Thursday 23 August 2012

As smart electric grid evolves, engineers show how to include solar technologies

phys.org
17 Aug 2012

Reza Arghandeh of Blacksburg, Va., a doctoral candidate in the Bradley Department of Electrical and Computer Engineering at Virginia Tech, won the best student paper award at the 20th International Conference on Nuclear Engineering, held in conjunction with the American Society of Mechanical Engineering Power 2012 Conference at Anaheim, Calif.. His advisor is Robert Broadwater, professor of electrical and computer engineering, who specializes in electric power system analysis and design.

In their paper, they acknowledge that solar power resources are "intermittent, seasonal, and non-dispatchable". However, the current national climate with its deregulation policies, electricity tariffs, control strategies and demand management are "significant tools for flexible and resilient operation of power systems with photovoltaic adoption levels", Arghandeh argued.

"Selling the household generated electricity into the electric energy market and the storage of electricity in storage systems and demand control systems provide a variety of economic opportunities for customers and utility companies to use more renewable resources", he added.

Some residential houses are already doing just this-selling power back to an electrical distribution industry.
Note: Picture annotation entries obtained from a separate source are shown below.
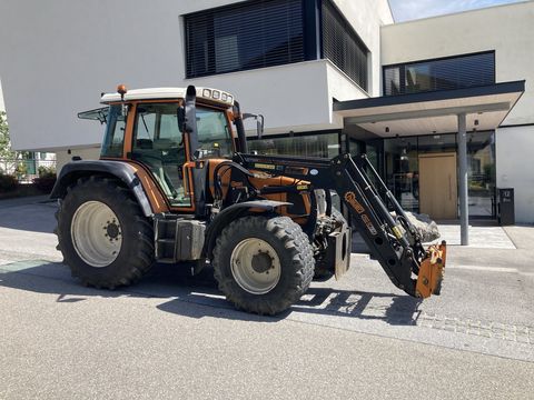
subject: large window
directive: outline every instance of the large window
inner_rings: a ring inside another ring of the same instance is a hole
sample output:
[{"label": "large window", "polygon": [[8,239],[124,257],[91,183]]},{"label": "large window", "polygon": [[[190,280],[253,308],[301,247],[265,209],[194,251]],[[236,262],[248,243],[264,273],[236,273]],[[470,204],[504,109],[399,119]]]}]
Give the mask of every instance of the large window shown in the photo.
[{"label": "large window", "polygon": [[495,83],[495,53],[484,52],[384,67],[384,96]]},{"label": "large window", "polygon": [[368,50],[330,0],[323,0],[323,56],[367,90]]},{"label": "large window", "polygon": [[332,159],[339,154],[339,134],[322,133],[289,138],[249,140],[249,151],[258,154],[288,154]]},{"label": "large window", "polygon": [[185,24],[187,78],[304,61],[301,0],[200,11]]}]

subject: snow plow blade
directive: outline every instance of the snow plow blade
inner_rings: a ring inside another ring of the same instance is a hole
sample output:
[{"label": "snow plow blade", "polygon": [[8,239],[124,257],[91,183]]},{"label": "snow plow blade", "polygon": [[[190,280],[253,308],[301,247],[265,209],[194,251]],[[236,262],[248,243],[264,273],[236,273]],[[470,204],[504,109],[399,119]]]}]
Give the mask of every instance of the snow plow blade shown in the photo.
[{"label": "snow plow blade", "polygon": [[419,267],[416,296],[423,299],[432,294],[439,294],[442,291],[443,276],[445,272],[445,261],[447,256],[447,244],[433,244],[426,250],[427,257]]}]

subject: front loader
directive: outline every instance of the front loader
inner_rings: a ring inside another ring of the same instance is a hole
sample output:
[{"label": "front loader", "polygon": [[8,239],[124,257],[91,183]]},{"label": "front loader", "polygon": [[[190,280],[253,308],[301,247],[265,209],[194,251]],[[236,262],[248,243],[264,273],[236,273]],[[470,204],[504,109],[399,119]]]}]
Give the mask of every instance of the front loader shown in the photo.
[{"label": "front loader", "polygon": [[119,86],[101,102],[79,114],[106,126],[100,160],[66,164],[51,194],[58,248],[82,283],[113,289],[155,262],[194,274],[210,262],[238,309],[279,313],[314,277],[349,268],[337,192],[392,282],[413,297],[439,294],[446,244],[423,247],[365,154],[249,153],[244,118],[263,118],[210,88]]}]

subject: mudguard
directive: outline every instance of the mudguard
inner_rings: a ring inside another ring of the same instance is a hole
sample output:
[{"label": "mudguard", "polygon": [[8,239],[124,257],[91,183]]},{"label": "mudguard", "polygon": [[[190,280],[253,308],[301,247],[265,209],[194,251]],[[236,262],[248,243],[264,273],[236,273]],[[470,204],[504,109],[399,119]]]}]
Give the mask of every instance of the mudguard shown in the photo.
[{"label": "mudguard", "polygon": [[244,201],[240,203],[231,204],[222,211],[220,211],[217,217],[209,223],[208,229],[206,230],[206,241],[204,243],[202,253],[206,257],[211,257],[211,253],[215,248],[215,241],[219,236],[219,232],[233,220],[253,212],[251,210],[258,210],[263,212],[274,212],[277,208],[284,206],[293,206],[289,202],[285,201],[274,201],[274,200],[253,200]]},{"label": "mudguard", "polygon": [[67,193],[67,188],[79,178],[90,177],[92,174],[105,174],[120,179],[134,193],[145,217],[154,216],[150,201],[148,200],[141,181],[134,169],[126,162],[108,160],[88,160],[71,161],[65,164],[59,172],[58,180],[53,186],[50,199],[62,199]]}]

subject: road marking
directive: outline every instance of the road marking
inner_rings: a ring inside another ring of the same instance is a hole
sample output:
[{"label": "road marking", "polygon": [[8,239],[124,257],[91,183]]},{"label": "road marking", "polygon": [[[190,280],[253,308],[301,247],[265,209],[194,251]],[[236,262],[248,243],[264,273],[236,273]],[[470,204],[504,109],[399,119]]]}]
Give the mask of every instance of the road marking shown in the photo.
[{"label": "road marking", "polygon": [[472,271],[486,271],[486,272],[510,272],[510,273],[517,273],[517,268],[504,268],[504,267],[479,267],[479,266],[446,266],[445,270],[447,269],[463,269],[463,270],[472,270]]}]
But Arghandeh and Broadwater's work provides an optimization algorithm for a Distributed Energy Storage (DES) system on a broad scale. The system they developed presents a fleet of batteries connected to distribution transformers. The storage system can then be used for withholding distributed photovoltaic power before it is bid to market, Arghandeh explained.

"Withholding distributed photovoltaic power, probably gained from rooftop panels, represents a gaming method to realize higher revenues due to the time varying cost of electricity", he said.